Graham Sutherland 1903-1980
Born in 1903 in London, Sutherland was educated at Epsom College, where he began to explore his passion for art; but was encouraged by his parents to take up an engineering apprenticeship once he left. It was in 1921 that Sutherland persuaded his parents to let him study art, entering Goldsmith’s College of art he chose to specialize in etching and engraving. He then went on to teach both illustration and etching at Chelsea School of Art in 1926.
Although these practices continued to influence a structural and gestural basis in his work, the mid 1930’s marked Sutherlands point of departure from these printing techniques and his practice shifted into the realm of painting. It was around this time that Sutherland befriended Francis Bacon. Although this friendship is often purely viewed as imparting a huge influence on Sutherland’s work, in actual fact the friendship facilitated a symbiotic exchange of influences between the artists. Both artists touch on a wide range of themes including religion, landscape, figures and other natural forms, whilst offering a profound psychological insight in their paintings.

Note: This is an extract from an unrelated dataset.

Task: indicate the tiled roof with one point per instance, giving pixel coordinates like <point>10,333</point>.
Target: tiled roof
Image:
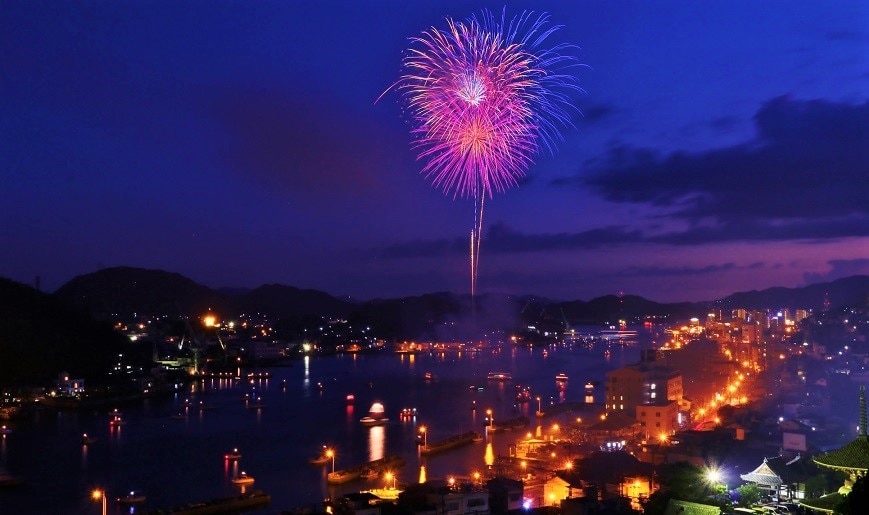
<point>763,475</point>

Sutherland also demonstrated an affinity with the Surrealist movement, taking part in the Surrealist Exhibition in London in 1936. He then went on to be appointed as an official war artist from 1941-4, which helped to solidify his established international reputation. He worked mostly on the Home Front, depicting subjects as diverse as tin mining in Cornwall, open cast coal mining, limestone quarrying, bomb damage in London and South Wales and, later, the damage inflicted by the RAF on bomb depots in occupied France. This lead to some large commissions, including completing designs for Coventry Cathedral Tapestry ‘Christ in Glory in the Tetramorph’ between 1954-7 and a portrait of Winston Churchill.
Sutherland’s travelling to the South of France and his return to Pembrokeshire in later years inspired his mature style to lead back to an intimate portrayal of landscape.